Больше мы уже никогда не встретились. Хотя он всё-таки умудрился прислать мне весточку. Так необычно и красиво поздравить с днём рождения мог только Вальтер. Этот чудак не от мира сего. Срочную службу я проходил на Дальнем Востоке. В одном небольшом приморском городке. Было воскресенье, погода стояла чудесная. В двух шагах от нашей части, перекатывая огромные, серо – зелёные валы, лениво ворочался Тихий океан, и мне исполнилось 2О лет. После обеда с годками я пошёл в увольнение. Городишко был чистенький, уютный. Мы посидели в кафе, погуляли по набережной и вечером пошли в матросский клуб на танцы. Проходя мимо старинного, двухэтажного особнячка, я прочитал вывеску, висевшую над парадным входом. «Художественно - краеведческий музей». Какая-то непреодолимая сила буквально потащила меня к его дверям с красивыми, бронзовыми ручками. Молоденькая и очень симпатичная девчонка – экскурсовод, увидев перед собой группу двухметровых морпехов, по началу даже испугалась. Но быстро поняла, что в мире нет более галантных и обходительных с женским полом мужчин, чем русские парни из ДШБ… Выслушав за пять минут не менее сотни комплиментов, касавшихся её рук, ног, губ, причёски, фигуры и т. д., она, залившись жарким румянцем, повела нас вглубь смотрового зала. Мы подошли к большой, написанной маслом картине. «Это наш самый ценный и знаменитый экспонат» - начала она. Нашему музею его подарил один молодой художник. Странный какой-то. Даже имени своего не назвал».
Я взглянул на картину и обомлел. Меня закачало, как десантную баржу. На переднем плане было изображено здание с большими окнами, многие из которых были распахнуты настежь. Ворвавшиеся в помещение солнечные лучи бликовали на ученических партах.
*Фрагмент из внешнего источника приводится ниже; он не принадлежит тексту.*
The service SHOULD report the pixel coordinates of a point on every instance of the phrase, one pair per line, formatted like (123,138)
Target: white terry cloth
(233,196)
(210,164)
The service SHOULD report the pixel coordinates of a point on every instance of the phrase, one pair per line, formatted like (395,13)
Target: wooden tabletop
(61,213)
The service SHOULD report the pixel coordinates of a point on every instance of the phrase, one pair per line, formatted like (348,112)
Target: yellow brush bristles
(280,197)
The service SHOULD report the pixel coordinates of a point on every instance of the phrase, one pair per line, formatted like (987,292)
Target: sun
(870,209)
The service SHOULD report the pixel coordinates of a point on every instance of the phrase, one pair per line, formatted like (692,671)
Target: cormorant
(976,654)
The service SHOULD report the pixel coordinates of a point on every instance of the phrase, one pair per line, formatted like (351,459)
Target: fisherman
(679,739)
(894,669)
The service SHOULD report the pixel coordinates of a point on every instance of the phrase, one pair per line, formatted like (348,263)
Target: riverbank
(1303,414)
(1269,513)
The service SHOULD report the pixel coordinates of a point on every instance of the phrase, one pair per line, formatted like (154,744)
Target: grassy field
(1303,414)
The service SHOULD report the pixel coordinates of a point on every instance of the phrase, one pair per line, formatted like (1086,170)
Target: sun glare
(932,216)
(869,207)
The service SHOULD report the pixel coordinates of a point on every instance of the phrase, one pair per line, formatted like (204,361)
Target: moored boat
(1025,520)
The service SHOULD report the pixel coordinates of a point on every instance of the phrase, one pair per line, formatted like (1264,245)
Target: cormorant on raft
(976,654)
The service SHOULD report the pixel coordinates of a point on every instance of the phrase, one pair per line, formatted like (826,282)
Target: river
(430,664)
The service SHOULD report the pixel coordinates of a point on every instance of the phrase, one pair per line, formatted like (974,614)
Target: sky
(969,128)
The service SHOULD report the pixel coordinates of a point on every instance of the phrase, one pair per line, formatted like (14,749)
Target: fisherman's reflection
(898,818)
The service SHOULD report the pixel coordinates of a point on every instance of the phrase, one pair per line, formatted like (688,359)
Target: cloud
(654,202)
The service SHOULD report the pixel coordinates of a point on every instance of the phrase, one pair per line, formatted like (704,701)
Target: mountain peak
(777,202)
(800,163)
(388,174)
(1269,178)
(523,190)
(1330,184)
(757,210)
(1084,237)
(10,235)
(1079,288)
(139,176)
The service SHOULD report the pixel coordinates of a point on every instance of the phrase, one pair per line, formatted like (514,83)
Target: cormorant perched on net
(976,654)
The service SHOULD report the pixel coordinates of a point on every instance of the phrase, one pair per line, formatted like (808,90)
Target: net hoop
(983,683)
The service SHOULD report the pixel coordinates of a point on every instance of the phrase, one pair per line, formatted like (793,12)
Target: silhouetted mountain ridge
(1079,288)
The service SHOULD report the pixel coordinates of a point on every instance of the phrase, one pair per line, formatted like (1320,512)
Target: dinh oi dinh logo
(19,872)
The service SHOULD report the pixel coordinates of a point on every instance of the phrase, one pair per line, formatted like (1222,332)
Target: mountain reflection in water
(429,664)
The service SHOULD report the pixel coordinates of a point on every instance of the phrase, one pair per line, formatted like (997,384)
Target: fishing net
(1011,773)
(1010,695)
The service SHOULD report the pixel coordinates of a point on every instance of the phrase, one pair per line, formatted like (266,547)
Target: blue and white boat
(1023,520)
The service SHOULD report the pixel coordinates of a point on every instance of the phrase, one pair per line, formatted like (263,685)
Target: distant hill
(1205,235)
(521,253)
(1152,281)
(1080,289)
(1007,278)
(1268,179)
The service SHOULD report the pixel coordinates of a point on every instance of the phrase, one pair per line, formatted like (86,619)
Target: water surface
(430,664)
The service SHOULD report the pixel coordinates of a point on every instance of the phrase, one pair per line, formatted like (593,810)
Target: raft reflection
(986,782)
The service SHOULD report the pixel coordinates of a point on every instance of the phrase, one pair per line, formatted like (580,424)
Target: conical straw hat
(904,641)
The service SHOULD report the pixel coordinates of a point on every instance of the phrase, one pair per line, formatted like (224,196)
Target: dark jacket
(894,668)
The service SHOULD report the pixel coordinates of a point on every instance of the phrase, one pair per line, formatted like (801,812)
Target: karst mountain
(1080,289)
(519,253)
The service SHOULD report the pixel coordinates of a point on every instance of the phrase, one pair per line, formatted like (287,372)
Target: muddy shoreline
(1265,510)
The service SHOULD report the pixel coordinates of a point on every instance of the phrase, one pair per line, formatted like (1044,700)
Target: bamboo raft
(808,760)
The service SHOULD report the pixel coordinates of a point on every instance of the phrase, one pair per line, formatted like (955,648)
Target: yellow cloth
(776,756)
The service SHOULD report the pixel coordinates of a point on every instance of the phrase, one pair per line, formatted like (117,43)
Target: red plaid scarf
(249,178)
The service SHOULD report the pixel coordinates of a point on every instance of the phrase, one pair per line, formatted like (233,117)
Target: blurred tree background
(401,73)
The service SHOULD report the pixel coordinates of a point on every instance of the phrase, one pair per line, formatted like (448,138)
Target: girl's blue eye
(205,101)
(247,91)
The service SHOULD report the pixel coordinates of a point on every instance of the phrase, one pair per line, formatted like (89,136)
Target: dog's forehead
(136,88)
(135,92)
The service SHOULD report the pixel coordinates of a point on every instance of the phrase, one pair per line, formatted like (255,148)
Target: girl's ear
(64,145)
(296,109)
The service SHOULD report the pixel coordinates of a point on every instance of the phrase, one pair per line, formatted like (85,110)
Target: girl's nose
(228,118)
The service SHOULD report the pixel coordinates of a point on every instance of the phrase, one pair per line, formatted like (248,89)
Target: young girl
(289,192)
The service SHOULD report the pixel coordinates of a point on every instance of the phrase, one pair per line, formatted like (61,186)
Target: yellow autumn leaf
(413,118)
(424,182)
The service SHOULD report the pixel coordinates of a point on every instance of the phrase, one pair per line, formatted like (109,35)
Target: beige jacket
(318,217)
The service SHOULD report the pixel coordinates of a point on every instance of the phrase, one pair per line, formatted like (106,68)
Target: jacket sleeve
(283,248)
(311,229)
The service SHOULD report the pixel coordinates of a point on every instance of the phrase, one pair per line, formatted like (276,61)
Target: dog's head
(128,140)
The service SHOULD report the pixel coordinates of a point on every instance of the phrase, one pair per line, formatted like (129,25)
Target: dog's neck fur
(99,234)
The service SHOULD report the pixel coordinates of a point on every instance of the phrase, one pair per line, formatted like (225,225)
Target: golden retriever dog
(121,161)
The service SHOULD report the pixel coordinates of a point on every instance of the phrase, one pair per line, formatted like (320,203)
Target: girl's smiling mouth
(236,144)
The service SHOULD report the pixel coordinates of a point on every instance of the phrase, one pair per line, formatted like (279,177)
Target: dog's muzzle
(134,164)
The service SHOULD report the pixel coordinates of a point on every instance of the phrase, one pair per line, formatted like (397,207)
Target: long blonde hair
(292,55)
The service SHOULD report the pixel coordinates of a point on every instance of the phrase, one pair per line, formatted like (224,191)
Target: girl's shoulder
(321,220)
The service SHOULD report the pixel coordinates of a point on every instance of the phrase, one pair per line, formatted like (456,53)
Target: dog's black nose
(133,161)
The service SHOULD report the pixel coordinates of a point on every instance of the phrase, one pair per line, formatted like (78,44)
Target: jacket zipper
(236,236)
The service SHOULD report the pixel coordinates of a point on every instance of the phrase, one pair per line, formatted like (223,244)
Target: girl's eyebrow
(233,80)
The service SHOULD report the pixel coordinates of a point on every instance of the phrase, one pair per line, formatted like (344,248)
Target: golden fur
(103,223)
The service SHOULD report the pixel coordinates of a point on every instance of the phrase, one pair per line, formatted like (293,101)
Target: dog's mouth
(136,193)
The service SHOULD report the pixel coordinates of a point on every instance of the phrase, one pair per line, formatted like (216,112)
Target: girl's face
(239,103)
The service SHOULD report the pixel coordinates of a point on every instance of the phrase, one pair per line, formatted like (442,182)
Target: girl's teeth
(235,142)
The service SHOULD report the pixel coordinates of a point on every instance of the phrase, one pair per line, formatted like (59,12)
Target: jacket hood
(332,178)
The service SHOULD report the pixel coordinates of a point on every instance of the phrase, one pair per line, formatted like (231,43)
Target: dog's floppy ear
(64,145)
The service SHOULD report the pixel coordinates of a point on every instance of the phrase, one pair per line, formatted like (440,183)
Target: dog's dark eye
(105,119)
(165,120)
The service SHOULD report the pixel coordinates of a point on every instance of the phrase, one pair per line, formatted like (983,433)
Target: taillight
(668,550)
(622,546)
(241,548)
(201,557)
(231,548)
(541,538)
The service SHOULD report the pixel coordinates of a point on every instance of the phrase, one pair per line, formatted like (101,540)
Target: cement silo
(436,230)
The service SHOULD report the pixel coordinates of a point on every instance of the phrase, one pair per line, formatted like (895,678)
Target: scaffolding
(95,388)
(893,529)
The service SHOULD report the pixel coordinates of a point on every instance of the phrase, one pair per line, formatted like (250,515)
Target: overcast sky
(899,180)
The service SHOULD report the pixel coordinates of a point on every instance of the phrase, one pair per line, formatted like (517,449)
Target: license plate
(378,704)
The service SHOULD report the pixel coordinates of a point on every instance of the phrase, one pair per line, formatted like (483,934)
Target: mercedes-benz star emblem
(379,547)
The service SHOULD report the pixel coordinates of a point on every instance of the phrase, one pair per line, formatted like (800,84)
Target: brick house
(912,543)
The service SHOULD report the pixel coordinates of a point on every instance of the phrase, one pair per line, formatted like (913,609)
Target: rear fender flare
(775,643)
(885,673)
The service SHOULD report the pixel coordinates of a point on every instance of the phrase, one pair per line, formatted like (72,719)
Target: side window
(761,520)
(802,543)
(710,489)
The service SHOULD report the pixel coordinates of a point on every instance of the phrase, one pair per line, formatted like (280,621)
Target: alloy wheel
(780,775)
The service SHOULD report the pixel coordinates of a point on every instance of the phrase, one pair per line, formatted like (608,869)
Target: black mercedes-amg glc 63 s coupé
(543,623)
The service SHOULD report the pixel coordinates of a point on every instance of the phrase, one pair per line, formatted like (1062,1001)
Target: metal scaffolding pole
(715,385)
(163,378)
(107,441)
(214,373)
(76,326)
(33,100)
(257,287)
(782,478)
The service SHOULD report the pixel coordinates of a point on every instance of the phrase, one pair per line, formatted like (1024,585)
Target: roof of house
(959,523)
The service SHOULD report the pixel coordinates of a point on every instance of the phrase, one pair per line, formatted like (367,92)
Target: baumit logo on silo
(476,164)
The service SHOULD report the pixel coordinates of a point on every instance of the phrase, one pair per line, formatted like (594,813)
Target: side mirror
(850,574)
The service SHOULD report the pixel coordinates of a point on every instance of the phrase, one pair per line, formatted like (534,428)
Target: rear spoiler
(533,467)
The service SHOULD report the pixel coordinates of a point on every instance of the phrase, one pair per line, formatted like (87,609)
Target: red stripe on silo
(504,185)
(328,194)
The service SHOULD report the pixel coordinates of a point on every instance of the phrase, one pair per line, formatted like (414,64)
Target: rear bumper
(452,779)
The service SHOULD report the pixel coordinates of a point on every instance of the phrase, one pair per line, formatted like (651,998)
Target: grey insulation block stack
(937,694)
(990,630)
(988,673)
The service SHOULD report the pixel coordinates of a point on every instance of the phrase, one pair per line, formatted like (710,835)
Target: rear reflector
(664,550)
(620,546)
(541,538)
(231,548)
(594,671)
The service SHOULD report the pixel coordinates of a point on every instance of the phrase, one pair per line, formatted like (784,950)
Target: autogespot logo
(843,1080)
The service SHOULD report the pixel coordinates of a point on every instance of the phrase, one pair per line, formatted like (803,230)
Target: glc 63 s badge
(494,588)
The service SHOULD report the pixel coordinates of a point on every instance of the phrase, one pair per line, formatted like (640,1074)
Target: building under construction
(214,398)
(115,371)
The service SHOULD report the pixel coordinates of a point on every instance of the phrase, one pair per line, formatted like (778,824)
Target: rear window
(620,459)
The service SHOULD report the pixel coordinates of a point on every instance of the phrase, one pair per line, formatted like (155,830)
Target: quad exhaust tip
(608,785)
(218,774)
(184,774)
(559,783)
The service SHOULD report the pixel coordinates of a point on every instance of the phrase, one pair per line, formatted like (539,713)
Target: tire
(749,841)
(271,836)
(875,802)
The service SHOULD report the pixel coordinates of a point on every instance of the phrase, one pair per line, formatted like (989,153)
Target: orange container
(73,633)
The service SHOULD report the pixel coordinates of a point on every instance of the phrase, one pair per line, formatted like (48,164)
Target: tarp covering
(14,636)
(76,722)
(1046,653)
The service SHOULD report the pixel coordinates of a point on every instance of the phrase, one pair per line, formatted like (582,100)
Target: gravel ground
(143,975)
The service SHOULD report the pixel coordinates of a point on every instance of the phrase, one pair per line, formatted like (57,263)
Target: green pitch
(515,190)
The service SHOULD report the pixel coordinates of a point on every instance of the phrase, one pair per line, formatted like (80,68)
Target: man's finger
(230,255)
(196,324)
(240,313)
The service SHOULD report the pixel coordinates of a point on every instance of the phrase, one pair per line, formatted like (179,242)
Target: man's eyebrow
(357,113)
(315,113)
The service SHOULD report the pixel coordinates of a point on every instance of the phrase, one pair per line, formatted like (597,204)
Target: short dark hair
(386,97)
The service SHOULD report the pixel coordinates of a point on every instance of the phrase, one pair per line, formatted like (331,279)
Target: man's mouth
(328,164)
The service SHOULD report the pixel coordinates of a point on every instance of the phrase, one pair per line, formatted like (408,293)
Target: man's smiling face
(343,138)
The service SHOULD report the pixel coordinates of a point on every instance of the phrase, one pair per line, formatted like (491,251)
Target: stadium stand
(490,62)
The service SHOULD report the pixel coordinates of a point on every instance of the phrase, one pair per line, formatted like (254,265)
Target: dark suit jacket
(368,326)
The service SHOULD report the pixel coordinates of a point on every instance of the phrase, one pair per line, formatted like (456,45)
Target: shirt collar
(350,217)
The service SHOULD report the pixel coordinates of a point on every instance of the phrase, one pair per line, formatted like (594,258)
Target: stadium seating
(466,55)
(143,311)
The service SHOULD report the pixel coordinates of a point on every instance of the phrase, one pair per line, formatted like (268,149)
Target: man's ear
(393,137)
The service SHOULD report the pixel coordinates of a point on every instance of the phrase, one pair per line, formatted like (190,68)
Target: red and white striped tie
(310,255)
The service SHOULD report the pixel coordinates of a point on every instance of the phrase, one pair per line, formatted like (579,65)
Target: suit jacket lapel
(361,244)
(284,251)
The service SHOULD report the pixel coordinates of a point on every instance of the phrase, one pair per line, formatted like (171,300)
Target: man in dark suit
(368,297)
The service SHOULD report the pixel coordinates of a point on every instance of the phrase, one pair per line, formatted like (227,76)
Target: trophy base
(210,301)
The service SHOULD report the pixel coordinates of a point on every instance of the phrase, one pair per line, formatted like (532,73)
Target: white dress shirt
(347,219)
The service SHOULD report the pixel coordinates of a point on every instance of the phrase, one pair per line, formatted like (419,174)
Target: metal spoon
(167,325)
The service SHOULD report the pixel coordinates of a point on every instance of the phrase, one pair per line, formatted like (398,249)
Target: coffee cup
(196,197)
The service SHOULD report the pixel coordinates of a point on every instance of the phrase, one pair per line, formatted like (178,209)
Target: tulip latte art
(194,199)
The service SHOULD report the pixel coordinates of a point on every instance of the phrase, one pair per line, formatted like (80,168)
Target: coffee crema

Конечно же, это была наша школа. На её просторном дворе резвились ученики. Мальчишки гонялись друг за другом. Девочки играли в «классы», крутили верёвочку. На широком школьном крыльце, возле самых дверей, стояла группа старшеклассников. Девушки, парни, до боли знакомыми мне фигурами, лицами. Я и себя узнал. В глубине картины, на заднем плане, было мастерски изображено деревце цветущей сирени. Чудесным образом в нём угадывалась стройная, девичья фигурка, с поднятой в дружеском приветствии рукой- веткой. Под картиной была табличка с надписью: «Большая перемена в поселковой школе. Художник неизвестен».
«Может кому-то он и неизвестен, но только не мне», - еле-еле сдерживая бурю охвативших меня чувств, повторял про себя я.